The State of New York is also is accepting applications from companies interested in testing the vehicles through a year-long pilot program, announced May 10.
“We’re open-minded with respect to working with all jurisdictions,” Del Duca said.
He said the new memorandum of understanding and the Ontario? government’s recent commitment of $80 million for an Autonomous Vehicle Innovation Network “signify the importance of a strong, cohesive partnership and continued investment in the development of AV/CV technologies and the mobility sector.”
Each supplier was testing some of its own technology used to make Level 3 autonomous driving possible. Level 3 autonomous driving still requires a driver be at the wheel of the vehicle, ready to take control at a moment’s notice.
Through Continental’s own Cruising Chauffeur function, the two vehicles are able to take over driving tasks on various roadways in accordance with traffic regulations. Once Cruising Chauffeur is activated, data analyzed in a central control unit called Assisted and Automated Driving Control Unit (ADCU) is used to generate a 360-degree model of the vehicle’s surroundings.
“I would see this as more opportunities,” Continental Project Lead Steffen Hartmann said of the memorandum of understanding. “Michigan and Ontario have completely different roadways and [differences] in how traffic behaves. It’s a good opportunity for us to develop the system in different environments.
“It’s very important to have a [common] legal framework and regulations. We can really test and deploy and our automated vehicles. To test drive in different environments is terrific. Today was amazing.”
In combination with a high-resolution map, Continental’s system recognizes all moving and static objects, as well as the layout of the roadway ahead. The drive demonstrated how the vehicles’ multiple camera, radar and LiDAR sensors interact while being driven underwater through the concrete Detroit-Windsor Tunnel and across the steel Blue Water Bridge.

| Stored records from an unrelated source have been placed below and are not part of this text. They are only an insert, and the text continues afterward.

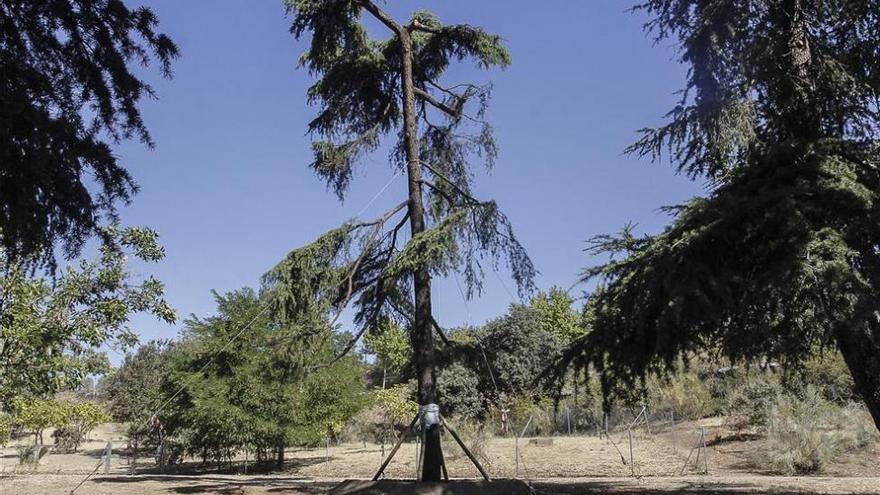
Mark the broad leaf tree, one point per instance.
(388, 342)
(52, 331)
(370, 89)
(68, 91)
(780, 114)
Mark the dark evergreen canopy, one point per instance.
(369, 89)
(67, 92)
(780, 113)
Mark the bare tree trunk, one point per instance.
(860, 346)
(422, 335)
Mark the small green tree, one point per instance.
(80, 419)
(35, 415)
(252, 391)
(51, 331)
(388, 342)
(132, 391)
(557, 315)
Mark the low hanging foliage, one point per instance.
(371, 264)
(779, 113)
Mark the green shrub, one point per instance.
(685, 395)
(67, 438)
(476, 437)
(828, 373)
(459, 390)
(750, 404)
(805, 434)
(541, 412)
(28, 454)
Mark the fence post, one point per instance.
(516, 455)
(108, 451)
(162, 456)
(516, 445)
(568, 418)
(632, 464)
(705, 452)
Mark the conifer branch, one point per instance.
(452, 112)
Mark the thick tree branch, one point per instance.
(452, 112)
(451, 183)
(415, 25)
(382, 16)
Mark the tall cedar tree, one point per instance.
(66, 93)
(368, 89)
(780, 113)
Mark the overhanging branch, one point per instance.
(452, 112)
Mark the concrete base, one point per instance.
(452, 487)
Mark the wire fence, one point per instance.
(634, 443)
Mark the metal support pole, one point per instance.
(395, 449)
(108, 452)
(674, 442)
(466, 450)
(705, 453)
(568, 419)
(632, 464)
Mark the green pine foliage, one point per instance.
(371, 264)
(779, 113)
(51, 331)
(70, 88)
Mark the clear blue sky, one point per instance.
(229, 189)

Continental confirmed to Automotive News in May that it was conducting road tests in Ontario and housing the vehicles in their garage in Auburn Hills, Mich.
“Continental has been testing automated driving on public roads for more than five years and our approach is a global initiative. The engineering teams are spread across locations in the U.S., Europe, China and Japan to ensure driving and safety functions can be easily adapted to the individual regions as one comprehensive team effort,” Jeff Klei, President, Continental North America, said in a statement.
Both Michigan and Ontario have taken steps to ensure the region remains competitive as the automotive landscape evolves. In 2016, Mich. Gov. Rick Snyder signed a package of bills enabling automated vehicles to operate on roads across the state. That same year, Ontario became the first province to set a regulatory framework to permit testing of automated vehicles, making it the only province to have an automated vehicle pilot program in Canada.
“When we work together, we can compete globally,” said Navdeep Bains, Canada’s minister of innovation, science and economic development. said. “We want to be the test bed when it comes to autonomous vehicles.”
He called the Windsor-Detroit border “a critical touchpoint for Canada and the U.S.”
“I understand the importance this [memorandum of understanding] plays in terms of the economic opportunities in terms of Canada and the U.S.,” Bains said. “It speaks to harmonizing regulations, which will include issues around safety.”
Ontario Minister of Economic Development Brad Duguid said in a statement that “the deep integration of the Great Lakes Automotive cluster helps foster industry-leading innovation and allows companies on both sides of the border to compete around the globe.”